Anabel Hernández, la giornalista che racconta la guerra dei narcos

Minuta, sorridente, grandi occhi neri, una simpatia trascinante. Proprio non lo si immaginerebbe che Anabel Hernández è il nemico pubblico numero uno in Messico. E perché mai? Semplicemente perché fa bene il suo lavoro di giornalista d'inchiesta. Con passione e intelligenza. Ha costruito un'invidiabile carriera smascherando i rapporti tra i cartelli della droga e le istituzioni politiche del suo Paese. Ed è per questo che lei e la sua famiglia non possono che vivere sotto scorta armata. Ora è in Italia per presentare il libro La terra dei Narcos (Mondadori, pagg. 464, euro 19). Quello che ti racconta sul suo Paese è raccapricciante. Solo all'estero si sente sicura. «Quando sono a casa - racconta - ho paura di tutto. Se vedo arrivare persone in uniforme ne ho ancora di più». Il libro riassume praticamente anni di lavoro sul campo. Smaschera i rapporti tra narcos e politica. E punta l'indice contro una corruzione endemica, che si è fatta sistema.

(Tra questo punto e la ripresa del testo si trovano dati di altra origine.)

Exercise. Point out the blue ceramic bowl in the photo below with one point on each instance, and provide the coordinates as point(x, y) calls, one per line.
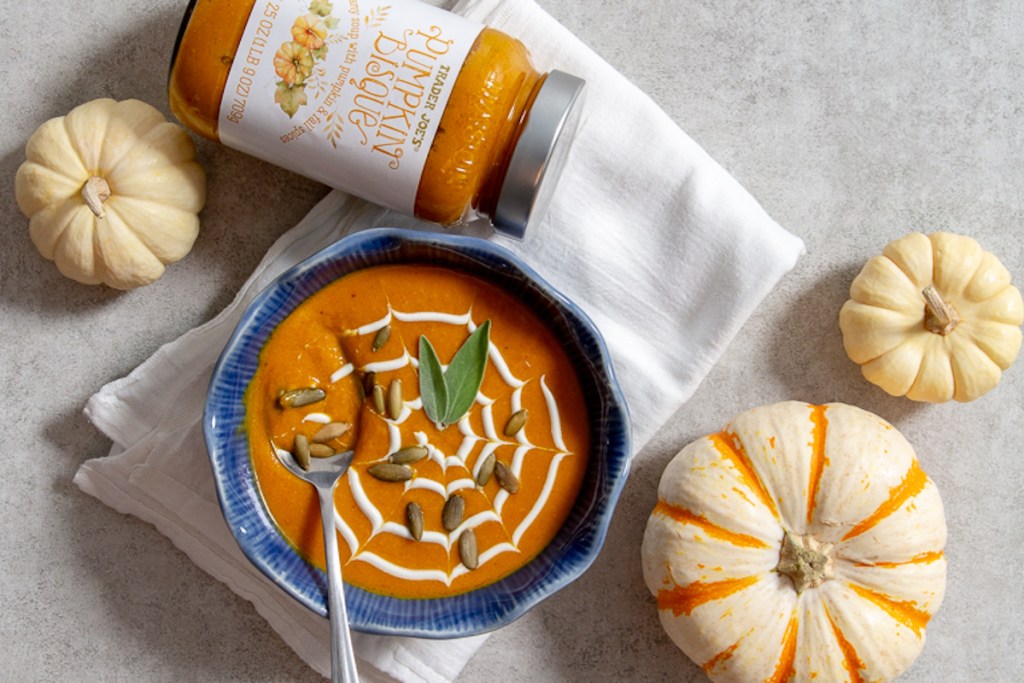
point(568, 555)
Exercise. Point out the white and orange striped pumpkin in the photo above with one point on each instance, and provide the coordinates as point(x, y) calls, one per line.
point(802, 543)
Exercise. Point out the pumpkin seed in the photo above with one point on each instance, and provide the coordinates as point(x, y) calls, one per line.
point(331, 430)
point(394, 403)
point(453, 512)
point(414, 519)
point(300, 397)
point(506, 477)
point(486, 469)
point(409, 455)
point(301, 451)
point(381, 337)
point(321, 451)
point(467, 549)
point(516, 422)
point(390, 472)
point(378, 398)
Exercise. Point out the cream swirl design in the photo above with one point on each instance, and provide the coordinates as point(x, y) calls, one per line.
point(479, 438)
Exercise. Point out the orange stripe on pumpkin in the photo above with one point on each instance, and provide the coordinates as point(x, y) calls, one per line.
point(924, 558)
point(729, 447)
point(721, 657)
point(851, 660)
point(911, 484)
point(785, 668)
point(709, 527)
point(818, 460)
point(904, 612)
point(684, 599)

«Purtroppo in Messico manca una figura capace di catalizzare l'indignazione - spiega -. D'altronde tutti i partiti sono uguali. Approfittano della povertà dell'elettorato per comprarne il consenso». Insomma anche il radicale cambiamento conseguente l'ascesa del Partito di azione nazionale dopo cinquant'anni di monopolio del Partito rivoluzionario istituzionale non sembra aver cambiato le cose. Leggendo il suo libro la domanda nasce spontanea: ma allora nel suo Paese la libertà e la democrazia non esistono? «No, non esistono. È governata dai ricchi che comprano tutto, soprattutto il consenso popolare».

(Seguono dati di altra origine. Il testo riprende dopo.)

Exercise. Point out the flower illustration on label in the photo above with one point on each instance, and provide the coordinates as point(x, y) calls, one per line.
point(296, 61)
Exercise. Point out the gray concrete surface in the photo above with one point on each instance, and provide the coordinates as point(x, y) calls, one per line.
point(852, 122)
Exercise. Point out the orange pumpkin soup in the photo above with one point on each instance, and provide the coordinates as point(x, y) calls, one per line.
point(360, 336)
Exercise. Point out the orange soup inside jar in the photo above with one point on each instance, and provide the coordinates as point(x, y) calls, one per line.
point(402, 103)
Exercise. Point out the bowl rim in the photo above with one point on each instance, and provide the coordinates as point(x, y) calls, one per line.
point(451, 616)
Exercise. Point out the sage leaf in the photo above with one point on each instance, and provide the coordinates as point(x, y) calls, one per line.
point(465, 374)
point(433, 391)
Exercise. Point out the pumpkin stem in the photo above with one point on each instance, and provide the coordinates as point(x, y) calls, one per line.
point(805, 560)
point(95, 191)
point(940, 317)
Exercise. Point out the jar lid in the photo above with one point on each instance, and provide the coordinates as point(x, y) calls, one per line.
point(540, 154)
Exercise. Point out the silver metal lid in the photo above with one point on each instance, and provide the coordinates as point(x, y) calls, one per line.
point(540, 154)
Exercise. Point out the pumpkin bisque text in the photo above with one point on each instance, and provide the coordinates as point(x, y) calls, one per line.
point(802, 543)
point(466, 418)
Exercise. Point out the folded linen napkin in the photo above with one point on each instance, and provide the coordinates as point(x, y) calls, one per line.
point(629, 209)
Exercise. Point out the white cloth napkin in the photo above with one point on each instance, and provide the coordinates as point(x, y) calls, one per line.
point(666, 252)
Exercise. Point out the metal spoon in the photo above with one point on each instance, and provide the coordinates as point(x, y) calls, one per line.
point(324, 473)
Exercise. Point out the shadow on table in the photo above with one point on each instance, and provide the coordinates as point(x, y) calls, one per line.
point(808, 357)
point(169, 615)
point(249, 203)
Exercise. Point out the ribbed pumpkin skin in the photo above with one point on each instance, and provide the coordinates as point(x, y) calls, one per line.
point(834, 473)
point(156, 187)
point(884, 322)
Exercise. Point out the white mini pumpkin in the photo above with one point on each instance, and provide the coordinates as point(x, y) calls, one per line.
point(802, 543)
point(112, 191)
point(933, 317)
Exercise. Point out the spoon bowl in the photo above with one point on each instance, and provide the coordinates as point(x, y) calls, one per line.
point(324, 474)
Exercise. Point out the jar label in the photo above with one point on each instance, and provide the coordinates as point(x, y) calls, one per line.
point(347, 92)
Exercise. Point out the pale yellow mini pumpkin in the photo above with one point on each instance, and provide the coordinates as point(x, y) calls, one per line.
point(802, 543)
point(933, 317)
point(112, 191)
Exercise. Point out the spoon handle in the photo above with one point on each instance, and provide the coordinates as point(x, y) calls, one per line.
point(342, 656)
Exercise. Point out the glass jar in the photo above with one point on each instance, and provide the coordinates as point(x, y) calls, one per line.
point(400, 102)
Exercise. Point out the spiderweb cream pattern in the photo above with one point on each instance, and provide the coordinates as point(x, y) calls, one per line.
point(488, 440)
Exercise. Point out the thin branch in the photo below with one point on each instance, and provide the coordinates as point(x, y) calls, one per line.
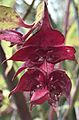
point(19, 98)
point(75, 96)
point(28, 11)
point(76, 15)
point(66, 22)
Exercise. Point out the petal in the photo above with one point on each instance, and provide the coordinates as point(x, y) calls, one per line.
point(47, 67)
point(48, 38)
point(58, 54)
point(12, 36)
point(23, 54)
point(60, 82)
point(59, 85)
point(39, 96)
point(28, 81)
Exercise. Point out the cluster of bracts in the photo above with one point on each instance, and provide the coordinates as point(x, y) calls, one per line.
point(40, 53)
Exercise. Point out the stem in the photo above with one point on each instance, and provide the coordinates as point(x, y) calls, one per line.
point(19, 98)
point(28, 11)
point(67, 18)
point(76, 15)
point(75, 96)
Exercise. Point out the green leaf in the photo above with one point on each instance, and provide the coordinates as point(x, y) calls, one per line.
point(8, 52)
point(39, 12)
point(72, 36)
point(8, 3)
point(9, 19)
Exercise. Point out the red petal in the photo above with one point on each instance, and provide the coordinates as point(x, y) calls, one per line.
point(47, 67)
point(48, 38)
point(59, 82)
point(28, 81)
point(58, 54)
point(23, 24)
point(12, 36)
point(39, 96)
point(23, 54)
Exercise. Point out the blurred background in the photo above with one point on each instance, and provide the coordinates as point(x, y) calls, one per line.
point(64, 16)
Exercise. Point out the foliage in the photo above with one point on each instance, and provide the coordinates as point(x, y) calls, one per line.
point(15, 23)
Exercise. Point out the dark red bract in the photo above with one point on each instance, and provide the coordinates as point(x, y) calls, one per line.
point(40, 53)
point(44, 87)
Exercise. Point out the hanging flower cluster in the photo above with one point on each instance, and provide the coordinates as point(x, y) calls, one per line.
point(40, 53)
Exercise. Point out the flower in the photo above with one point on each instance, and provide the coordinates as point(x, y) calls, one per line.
point(40, 53)
point(43, 87)
point(44, 47)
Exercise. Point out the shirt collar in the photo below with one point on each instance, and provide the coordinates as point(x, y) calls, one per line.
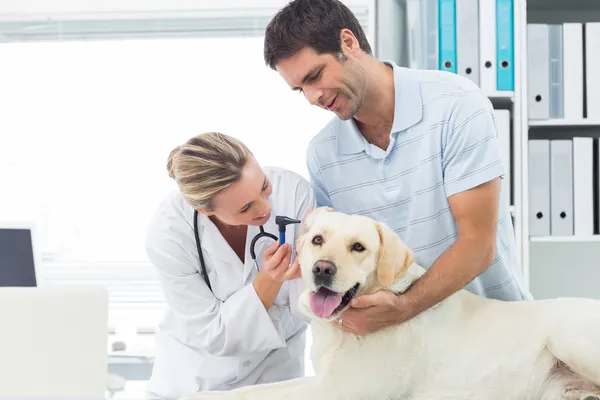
point(408, 111)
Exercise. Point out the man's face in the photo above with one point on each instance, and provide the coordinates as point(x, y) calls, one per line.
point(334, 83)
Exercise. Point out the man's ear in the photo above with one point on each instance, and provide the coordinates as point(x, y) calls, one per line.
point(394, 256)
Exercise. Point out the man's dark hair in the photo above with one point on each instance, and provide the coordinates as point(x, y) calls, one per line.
point(310, 23)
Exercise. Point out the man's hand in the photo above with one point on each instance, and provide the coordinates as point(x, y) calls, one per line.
point(369, 313)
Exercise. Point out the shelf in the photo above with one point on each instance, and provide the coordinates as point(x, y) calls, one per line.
point(565, 239)
point(562, 4)
point(564, 122)
point(501, 95)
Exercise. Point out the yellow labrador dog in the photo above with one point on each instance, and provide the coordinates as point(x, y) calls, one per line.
point(466, 347)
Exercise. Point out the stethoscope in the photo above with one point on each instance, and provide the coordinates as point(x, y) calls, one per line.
point(281, 222)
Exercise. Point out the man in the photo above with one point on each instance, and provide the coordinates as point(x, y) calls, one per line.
point(415, 149)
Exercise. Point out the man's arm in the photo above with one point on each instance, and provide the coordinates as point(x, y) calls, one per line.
point(472, 168)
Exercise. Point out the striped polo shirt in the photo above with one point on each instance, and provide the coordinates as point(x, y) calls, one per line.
point(443, 141)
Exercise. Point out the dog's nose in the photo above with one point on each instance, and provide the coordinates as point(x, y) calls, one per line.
point(323, 272)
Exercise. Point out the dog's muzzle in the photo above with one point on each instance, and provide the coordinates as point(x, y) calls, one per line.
point(324, 272)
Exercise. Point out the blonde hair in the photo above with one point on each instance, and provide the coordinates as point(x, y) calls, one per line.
point(206, 165)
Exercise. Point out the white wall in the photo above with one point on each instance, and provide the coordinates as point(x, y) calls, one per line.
point(390, 38)
point(33, 7)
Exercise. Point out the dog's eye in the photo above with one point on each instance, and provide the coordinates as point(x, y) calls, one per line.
point(358, 247)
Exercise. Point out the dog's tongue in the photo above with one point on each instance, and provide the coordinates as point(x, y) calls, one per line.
point(324, 301)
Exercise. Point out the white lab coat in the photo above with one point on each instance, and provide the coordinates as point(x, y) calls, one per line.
point(225, 340)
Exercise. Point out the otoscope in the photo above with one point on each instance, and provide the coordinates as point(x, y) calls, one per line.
point(282, 222)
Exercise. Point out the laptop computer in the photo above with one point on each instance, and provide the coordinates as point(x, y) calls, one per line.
point(53, 342)
point(19, 258)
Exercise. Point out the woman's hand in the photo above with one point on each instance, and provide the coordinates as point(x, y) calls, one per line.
point(276, 262)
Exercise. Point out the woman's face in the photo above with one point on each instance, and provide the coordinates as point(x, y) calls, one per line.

Nel corso del suo lavoro ha spesso incontrato avvocati di narcotrafficanti e, soprattutto, esponenti di spicco dei cartelli della droga. E a loro ha sempre riproposto la stessa domanda: perché tutta questa violenza? «La violenza - mi hanno risposto - non ci interessa. È solo un mezzo come un altro. A noi interessano i soldi». E il narcotraffico rende bene. Non ci sono, spiega la Hernández, stime ufficiali ma sicuramente il fatturato della produzione e dalla distribuzione della droga supera quello ottenuto dall'estrazione del petrolio. «D'altronde - aggiunge - il mio Paese è tra i primi produttori di eroina, metanfetamine e marjuana».

Eppure, nonostante tutti i rischi che corre, questa battagliera cronista va avanti per la sua strada. L'unico cedimento, l'unico momento di autentico sconforto - mi confessa - l'ha provato quando la figlia le ha detto che vorrebbe anche lei da grande fare la giornalista. «Speravo per lei una vita migliore della mia».